Hey Sparkie! / by craig levers

Photographic Mini Adventures

My partner in crime Ange nailing the technique

My partner in crime Ange nailing the technique

Ok Ok, I'm desperately trying not to pun this E-bomb up with calls like a spark of an idea, bright spark or some other terrible fiery call.... there I think I've got them out of my system. Earlier this week I got the chance to try the surprisingly simple photo trend; #Steelwoolphoto. As you can see it makes for a nice dramatic image.

Here's all you need:  

A $3.00 wire whisk, a $4.00 dog-leash, a lighter and some super fine grade steel wool- the type used in painting prep or polishing- you'll find it in the paint section at Mitre 10.
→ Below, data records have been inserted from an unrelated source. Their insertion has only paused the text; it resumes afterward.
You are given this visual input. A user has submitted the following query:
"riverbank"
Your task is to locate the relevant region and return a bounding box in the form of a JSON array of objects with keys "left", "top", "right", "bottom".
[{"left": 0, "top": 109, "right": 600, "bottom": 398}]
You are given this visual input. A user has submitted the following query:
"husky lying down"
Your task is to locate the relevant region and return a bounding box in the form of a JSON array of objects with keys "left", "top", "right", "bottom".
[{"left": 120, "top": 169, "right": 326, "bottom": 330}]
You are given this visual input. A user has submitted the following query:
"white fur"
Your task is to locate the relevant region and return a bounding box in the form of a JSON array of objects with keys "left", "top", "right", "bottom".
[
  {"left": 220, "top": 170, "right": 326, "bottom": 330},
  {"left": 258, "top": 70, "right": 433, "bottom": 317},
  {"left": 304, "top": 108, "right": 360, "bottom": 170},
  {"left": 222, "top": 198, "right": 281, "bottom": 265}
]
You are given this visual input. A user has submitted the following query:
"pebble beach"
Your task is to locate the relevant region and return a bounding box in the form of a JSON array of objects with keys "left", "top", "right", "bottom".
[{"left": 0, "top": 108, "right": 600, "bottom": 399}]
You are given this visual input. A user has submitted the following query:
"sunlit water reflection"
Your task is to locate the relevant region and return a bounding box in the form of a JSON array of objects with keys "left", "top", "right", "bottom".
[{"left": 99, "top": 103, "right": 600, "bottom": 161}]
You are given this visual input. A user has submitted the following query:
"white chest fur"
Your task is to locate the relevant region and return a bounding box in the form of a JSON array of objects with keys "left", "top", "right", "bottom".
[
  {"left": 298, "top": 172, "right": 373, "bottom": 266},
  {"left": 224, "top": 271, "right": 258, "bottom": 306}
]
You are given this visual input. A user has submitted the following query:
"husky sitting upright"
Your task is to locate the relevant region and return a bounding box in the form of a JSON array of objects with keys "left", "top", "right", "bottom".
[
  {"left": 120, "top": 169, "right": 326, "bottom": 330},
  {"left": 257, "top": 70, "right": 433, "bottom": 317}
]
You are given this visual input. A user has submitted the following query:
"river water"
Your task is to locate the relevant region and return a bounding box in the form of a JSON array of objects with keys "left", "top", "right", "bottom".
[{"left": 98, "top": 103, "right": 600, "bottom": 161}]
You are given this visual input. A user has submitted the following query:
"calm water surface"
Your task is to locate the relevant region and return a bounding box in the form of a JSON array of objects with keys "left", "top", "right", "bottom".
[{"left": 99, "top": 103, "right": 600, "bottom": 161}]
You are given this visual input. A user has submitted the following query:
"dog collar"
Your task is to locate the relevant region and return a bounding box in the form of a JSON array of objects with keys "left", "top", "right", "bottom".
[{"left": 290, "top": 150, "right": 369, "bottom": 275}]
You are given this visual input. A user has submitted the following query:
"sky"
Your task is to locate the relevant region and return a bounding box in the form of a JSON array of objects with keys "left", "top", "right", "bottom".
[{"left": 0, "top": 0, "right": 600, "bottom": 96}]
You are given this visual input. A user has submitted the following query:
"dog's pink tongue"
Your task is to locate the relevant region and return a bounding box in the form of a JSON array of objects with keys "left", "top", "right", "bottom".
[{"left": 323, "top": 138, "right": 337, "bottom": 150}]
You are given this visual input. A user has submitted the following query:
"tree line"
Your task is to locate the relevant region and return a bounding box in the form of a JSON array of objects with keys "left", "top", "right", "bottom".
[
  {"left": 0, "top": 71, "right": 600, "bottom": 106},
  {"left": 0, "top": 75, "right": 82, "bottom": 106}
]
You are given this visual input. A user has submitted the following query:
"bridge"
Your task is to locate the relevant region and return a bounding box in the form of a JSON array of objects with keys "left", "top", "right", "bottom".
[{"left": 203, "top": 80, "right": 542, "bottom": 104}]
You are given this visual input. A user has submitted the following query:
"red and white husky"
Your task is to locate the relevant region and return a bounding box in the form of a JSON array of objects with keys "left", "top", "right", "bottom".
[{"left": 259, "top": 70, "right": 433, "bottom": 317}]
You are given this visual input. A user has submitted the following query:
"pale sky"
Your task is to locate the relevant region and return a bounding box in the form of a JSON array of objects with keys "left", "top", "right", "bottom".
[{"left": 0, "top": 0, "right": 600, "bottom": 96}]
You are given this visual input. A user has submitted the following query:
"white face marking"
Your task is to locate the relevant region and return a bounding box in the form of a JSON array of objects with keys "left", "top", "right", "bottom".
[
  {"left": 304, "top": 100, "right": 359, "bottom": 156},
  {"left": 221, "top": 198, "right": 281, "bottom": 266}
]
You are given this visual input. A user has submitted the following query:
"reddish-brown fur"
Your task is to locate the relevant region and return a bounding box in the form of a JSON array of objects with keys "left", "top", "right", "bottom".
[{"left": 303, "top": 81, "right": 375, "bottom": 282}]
A $3.00 wire whisk, a $4.00 dog-leash, a lighter and some super fine grade steel wool- the type used in painting prep or polishing- you'll find it in the paint section at Mitre 10.

Picking your day is key too, you need a still day with no wind, or a location out of the wind. And of course the time of day; pre-dawn or post sunset are generally the best times to get a bit of after-glow colour in the sky. That said, there's some pretty cool black'n'white night city shots around the web once you start trawling. You also want a location that's non-combustable, it's probably not a good idea to do this in a hay barn or a petrol station, the sparks will fly! [dam-it there's a pun!

Test pilot Daryn McBride in a non-conbustable location, but with just a bit too much ambient light

Test pilot Daryn McBride in a non-conbustable location, but with just a bit too much ambient light

The photo technique is pretty easy, because you're doing a long exposure the camera has to be on a tripod. The steel wool burns for about 10 seconds, so you simply set the shutter speed for 15 to 30 secs, I metered the available light pre-ignition and then underexposed a stop for the expected shower of sparks. The lens was manually focussed it wouldn't track during the shot. The tripod and camera was set up out of spark range- but there are spectacular shots where the camera is in range and protected with a sacrificial UV filter in front of the lens and wrapped in material so the sparks don't hit the camera.  

Now we're starting to get the light balance right  

Now we're starting to get the light balance right
 

The whisk is attached to the leash chain, the whisk is the holder for the steel wool pad, you simply stuff a pad into the whisk cage and then light it. It doesn't burst into flames, it sort of smoulders, but as soon as you start twirling sparks go flying. It pays to wear clothes you don't mind getting holes in.  

My best selfie- ever! Looking pretty volcanic and chaotic

My best selfie- ever! Looking pretty volcanic and chaotic

As we got more confident, we started changing the length of the chain, the speed and direction of the twirl. All effect the final result and it's pretty cool to see variations pop up on your camera screen. I started using my flash, hand held, set on full and manual to give me a single burst, this froze the twirler enough to get a bit more detail in the figure.    

In this one, the chain length was changed during the exposure, hence the double ring of fire

In this one, the chain length was changed during the exposure, hence the double ring of fire

And that's steel wool photography 101, it is a very easy and fun way to have a mini photo adventure with your mates.